Prendiamo la scolaresca che umilia la prof sparandole addosso i pallini. E’ sempre accaduto, da che mondo è mondo, che gli studenti si siano atteggiati a guasconi, ma poi ci si vergognava di pubblicizzare l’accaduto, un po’ per riserbo, un po’ per vergogna. Oggi si fanno le bravate più spregevoli con l’intento di divulgarle. Si annunciano omicidi e sevizie in video per essere visibili, per sentirsi vivi. Attraverso la prevaricazione dei social ed il loro gioco narcisistico ci abituiamo a giustificare tutto, a credere a tutto. Ci stiamo adattando ad una società levigata, trasparente, senza patos, quindi falsa, perché la verità è un percorso faticoso, imperscrutabile, che però tendiamo a schivare ad ogni costo. La vita ridotta a serie tv ci mostra e ci auto rappresenta in modo distorsivo, comunicando solo ciò che ci piace, ciò che gli altri approvano, cercando di nascondere i nostri lati più oscuri, le nostre debolezze, le nostre grane. Lì dentro, in compagnia di noi stessi, ci giudichiamo e ci assolviamo da ogni peccato, mentre, senza ombre e senza storture, la vita è poco credibile, ci fa regredire in un mondo fiabesco e infantile dove diventiamo tutti aspiranti prìncipi e impavide cenerentole.

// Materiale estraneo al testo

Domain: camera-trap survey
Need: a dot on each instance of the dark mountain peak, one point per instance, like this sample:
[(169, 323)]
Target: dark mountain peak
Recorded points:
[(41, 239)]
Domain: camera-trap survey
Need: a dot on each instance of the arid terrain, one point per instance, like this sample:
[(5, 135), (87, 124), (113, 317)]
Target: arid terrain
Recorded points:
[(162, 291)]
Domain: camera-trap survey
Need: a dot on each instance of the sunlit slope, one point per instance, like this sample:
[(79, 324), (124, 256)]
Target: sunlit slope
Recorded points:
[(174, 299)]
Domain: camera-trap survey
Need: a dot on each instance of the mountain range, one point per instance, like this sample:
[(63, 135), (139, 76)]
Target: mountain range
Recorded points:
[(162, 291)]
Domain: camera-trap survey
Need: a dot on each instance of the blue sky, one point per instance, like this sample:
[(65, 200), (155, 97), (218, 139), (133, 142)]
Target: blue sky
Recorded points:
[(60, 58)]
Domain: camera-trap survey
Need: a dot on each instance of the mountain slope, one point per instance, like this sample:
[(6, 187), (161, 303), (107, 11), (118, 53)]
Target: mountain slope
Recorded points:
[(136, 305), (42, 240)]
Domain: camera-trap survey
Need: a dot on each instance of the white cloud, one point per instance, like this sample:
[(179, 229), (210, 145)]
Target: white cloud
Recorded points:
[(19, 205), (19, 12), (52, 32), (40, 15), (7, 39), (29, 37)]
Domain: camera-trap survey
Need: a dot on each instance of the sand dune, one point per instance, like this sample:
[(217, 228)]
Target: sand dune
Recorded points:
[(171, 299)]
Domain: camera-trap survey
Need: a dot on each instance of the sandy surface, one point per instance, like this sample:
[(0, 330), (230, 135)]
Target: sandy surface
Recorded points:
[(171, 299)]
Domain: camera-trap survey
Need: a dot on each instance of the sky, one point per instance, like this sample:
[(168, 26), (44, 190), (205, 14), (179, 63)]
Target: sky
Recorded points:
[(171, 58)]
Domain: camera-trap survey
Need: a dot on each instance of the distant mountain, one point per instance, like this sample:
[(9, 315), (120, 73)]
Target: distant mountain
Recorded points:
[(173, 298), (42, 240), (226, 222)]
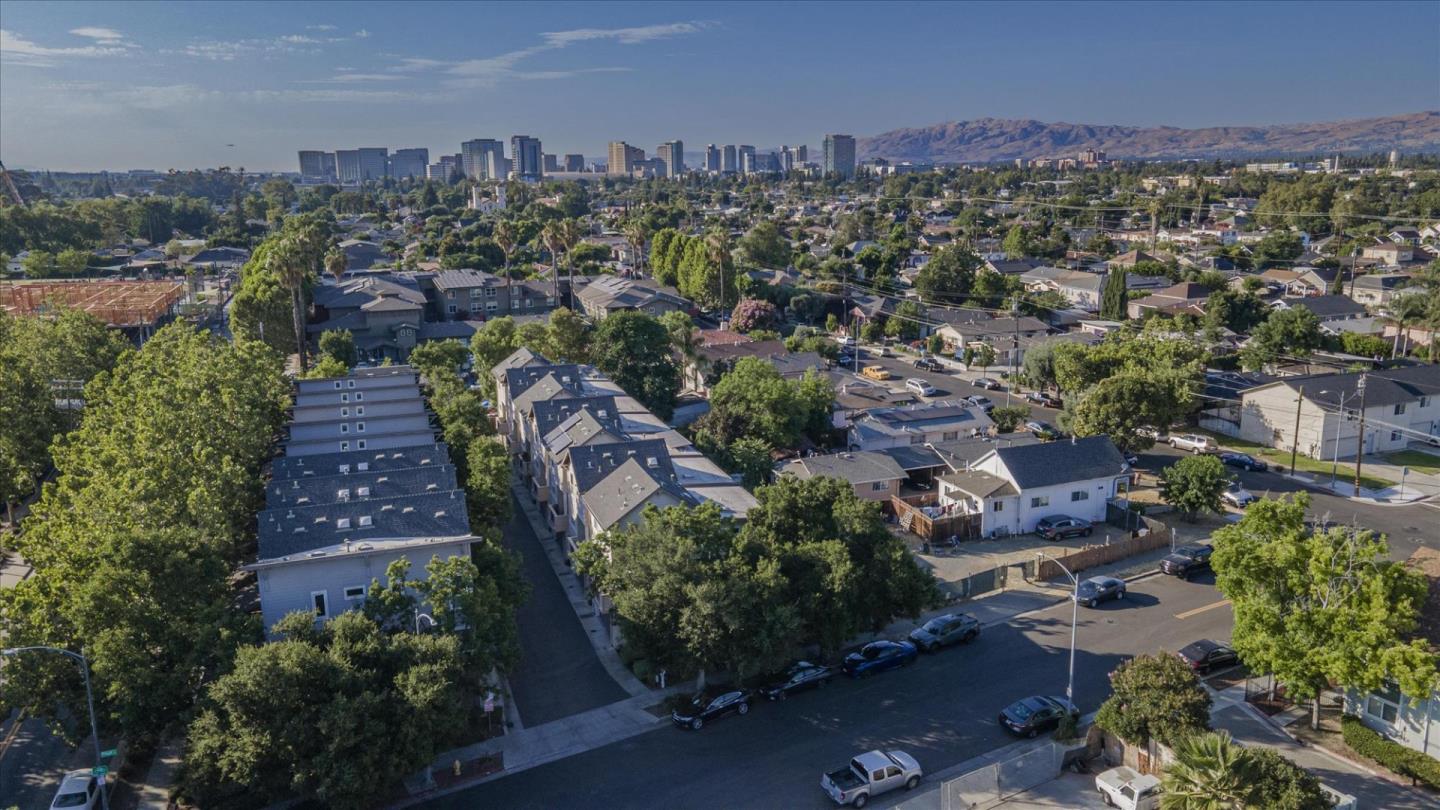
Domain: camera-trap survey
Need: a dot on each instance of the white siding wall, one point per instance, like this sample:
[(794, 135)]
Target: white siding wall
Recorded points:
[(287, 588)]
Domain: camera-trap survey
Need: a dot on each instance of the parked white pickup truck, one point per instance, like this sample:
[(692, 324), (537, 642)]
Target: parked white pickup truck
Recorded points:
[(1194, 443), (871, 774), (1128, 789)]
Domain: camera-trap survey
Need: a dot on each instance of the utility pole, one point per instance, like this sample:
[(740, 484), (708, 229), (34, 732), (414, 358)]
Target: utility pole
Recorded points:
[(1295, 443), (1360, 437)]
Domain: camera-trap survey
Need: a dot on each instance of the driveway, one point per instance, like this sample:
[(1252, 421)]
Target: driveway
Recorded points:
[(559, 673)]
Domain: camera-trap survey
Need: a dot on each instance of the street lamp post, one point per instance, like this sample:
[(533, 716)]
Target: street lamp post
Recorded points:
[(1074, 619), (90, 701)]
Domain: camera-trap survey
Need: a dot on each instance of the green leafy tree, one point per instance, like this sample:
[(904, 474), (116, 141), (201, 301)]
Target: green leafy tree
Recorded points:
[(1122, 404), (1113, 297), (336, 715), (634, 350), (1295, 332), (1155, 696), (1194, 484), (1321, 607), (340, 345), (948, 277), (1010, 417), (766, 247)]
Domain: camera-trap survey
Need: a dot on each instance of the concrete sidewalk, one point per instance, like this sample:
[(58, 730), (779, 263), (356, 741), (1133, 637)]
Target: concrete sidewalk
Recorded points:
[(536, 745), (1249, 727)]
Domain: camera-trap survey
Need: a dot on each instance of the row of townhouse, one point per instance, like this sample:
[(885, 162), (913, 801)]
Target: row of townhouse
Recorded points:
[(362, 482), (592, 456)]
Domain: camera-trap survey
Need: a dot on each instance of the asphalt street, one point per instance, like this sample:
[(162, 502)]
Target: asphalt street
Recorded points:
[(558, 673), (942, 711)]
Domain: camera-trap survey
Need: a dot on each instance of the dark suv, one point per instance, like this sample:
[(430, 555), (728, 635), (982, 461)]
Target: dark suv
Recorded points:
[(1062, 526), (1187, 561)]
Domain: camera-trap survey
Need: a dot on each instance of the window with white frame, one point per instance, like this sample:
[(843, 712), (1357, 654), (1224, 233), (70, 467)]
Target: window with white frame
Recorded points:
[(1384, 704)]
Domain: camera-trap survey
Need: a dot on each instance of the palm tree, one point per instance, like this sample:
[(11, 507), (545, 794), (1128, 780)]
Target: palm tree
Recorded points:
[(550, 235), (336, 263), (717, 250), (635, 232), (287, 261), (504, 238), (1210, 773), (570, 235)]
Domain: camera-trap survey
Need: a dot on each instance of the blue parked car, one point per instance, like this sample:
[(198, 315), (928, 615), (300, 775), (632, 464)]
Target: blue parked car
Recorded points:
[(879, 656)]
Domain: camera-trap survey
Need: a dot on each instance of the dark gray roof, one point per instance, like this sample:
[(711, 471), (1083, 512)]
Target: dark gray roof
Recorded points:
[(287, 531), (550, 412), (856, 467), (913, 457), (314, 490), (1328, 306), (594, 461), (1054, 463), (373, 460)]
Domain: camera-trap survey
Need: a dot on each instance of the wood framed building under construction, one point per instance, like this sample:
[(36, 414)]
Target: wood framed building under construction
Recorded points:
[(138, 307)]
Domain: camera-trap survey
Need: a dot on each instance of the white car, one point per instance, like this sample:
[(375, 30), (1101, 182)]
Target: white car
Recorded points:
[(1237, 496), (78, 789), (1194, 443), (919, 386), (1128, 789)]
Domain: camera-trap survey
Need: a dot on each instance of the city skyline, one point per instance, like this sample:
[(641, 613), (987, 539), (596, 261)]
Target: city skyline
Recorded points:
[(242, 87)]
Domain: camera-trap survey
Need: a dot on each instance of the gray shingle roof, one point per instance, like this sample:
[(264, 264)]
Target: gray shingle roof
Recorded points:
[(1054, 463), (287, 531), (856, 467), (314, 490), (373, 460)]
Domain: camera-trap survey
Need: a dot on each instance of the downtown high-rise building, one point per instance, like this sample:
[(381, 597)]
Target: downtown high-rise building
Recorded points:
[(409, 163), (840, 156), (748, 159), (673, 153), (483, 159), (622, 157), (524, 157), (317, 166)]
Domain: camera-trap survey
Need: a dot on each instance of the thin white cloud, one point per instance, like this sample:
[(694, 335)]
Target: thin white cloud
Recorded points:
[(624, 36), (346, 77), (102, 35), (15, 49), (493, 69)]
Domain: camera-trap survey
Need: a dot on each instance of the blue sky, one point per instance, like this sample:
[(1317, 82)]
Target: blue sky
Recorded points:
[(159, 85)]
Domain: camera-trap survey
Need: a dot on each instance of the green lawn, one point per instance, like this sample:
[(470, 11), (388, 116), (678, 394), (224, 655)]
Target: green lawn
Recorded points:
[(1302, 463), (1417, 461)]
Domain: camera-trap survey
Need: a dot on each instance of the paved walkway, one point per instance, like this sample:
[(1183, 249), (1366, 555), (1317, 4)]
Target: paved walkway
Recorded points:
[(1249, 727), (559, 672)]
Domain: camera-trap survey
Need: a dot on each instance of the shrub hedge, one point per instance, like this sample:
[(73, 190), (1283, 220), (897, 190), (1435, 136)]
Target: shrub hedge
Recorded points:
[(1404, 761)]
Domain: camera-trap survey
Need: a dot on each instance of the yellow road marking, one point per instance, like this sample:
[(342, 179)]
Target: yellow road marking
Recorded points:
[(1211, 606)]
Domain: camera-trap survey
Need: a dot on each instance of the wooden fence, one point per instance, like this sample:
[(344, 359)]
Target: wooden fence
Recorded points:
[(915, 521), (1090, 557)]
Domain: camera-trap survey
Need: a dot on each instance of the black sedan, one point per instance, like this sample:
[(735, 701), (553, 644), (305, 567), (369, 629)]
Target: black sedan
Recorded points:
[(798, 678), (879, 656), (1099, 588), (1037, 714), (709, 706), (1244, 461), (1187, 561), (1204, 656)]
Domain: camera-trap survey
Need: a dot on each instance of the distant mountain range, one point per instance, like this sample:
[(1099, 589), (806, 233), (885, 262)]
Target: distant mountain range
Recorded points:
[(1007, 139)]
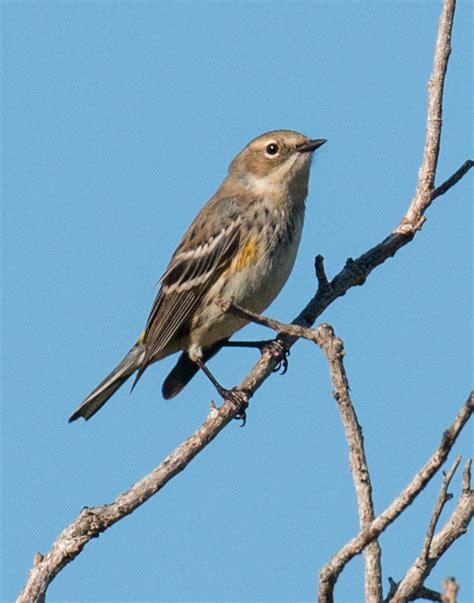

Scrive il filosofo Byung-Chul: “In questo spazio visuale autoerotico, in questa interiorità digitale, non è possibile nessuno stupore. Gli uomini trovano piacere solo per se stessi”. Attratti dal nostro ombelico, ossessionati dal promuovere la nostra encomiabile eccellenza inghiottiamo qualsiasi panzana, raggiro o idiozia virale, proprio perché abbiamo perso la dimestichezza nel saperci difendere dalla prevaricazione del potere che non ha mai smesso di intorbidire e ingannare le coscienze. La storia raccapricciante dell’eurodeputato Panzeri e della “Fight Impunity” dimostra quanto poco siamo ormai avvezzi a riconoscere per tempo le sue pratiche corruttive, le sue lusinghe. Ci fidiamo così tanto delle suadenti narrazioni divulgate sullo schermo che sorvoliamo sulla pretestuosità di certe dichiarazioni, sulla vacuità di certi economic forum, non distinguiamo più la smanceria di certi sorrisi compiacenti, avendo gradatamente dissipato tutti gli strumenti critici, cognitivi, oltre ad ogni supporto etico, in grado di poterli identificare e contrastare.
Il riflusso degli anni ottanta si è trasformato oggi in una torbida risacca, in una malinconica bonaccia che avvolge la modernità dentro una tagliola di relazioni fittizie. L’effetto analgesico di questo torpore si nota dal quanto poco ormai riusciamo ad indignarci, restando spesso impotenti e umiliati di fronte alla soverchiante mole degli interessi costituiti, che dettano i tempi e i modi delle scelte (o non scelte), rimandando provvedimenti che sentiamo dovrebbero invece essere immediati, indifferibili. Abbozziamo alla tante promesse, ai tanti distinguo, mentre l’ambiente è sempre più sporco e inquinato, il clima incandescente, la politica un verminaio, la sanità allo stremo, gli spiriti sempre più inquieti, la speranza prosciugata. Siamo parte di una folla distratta ed abulica.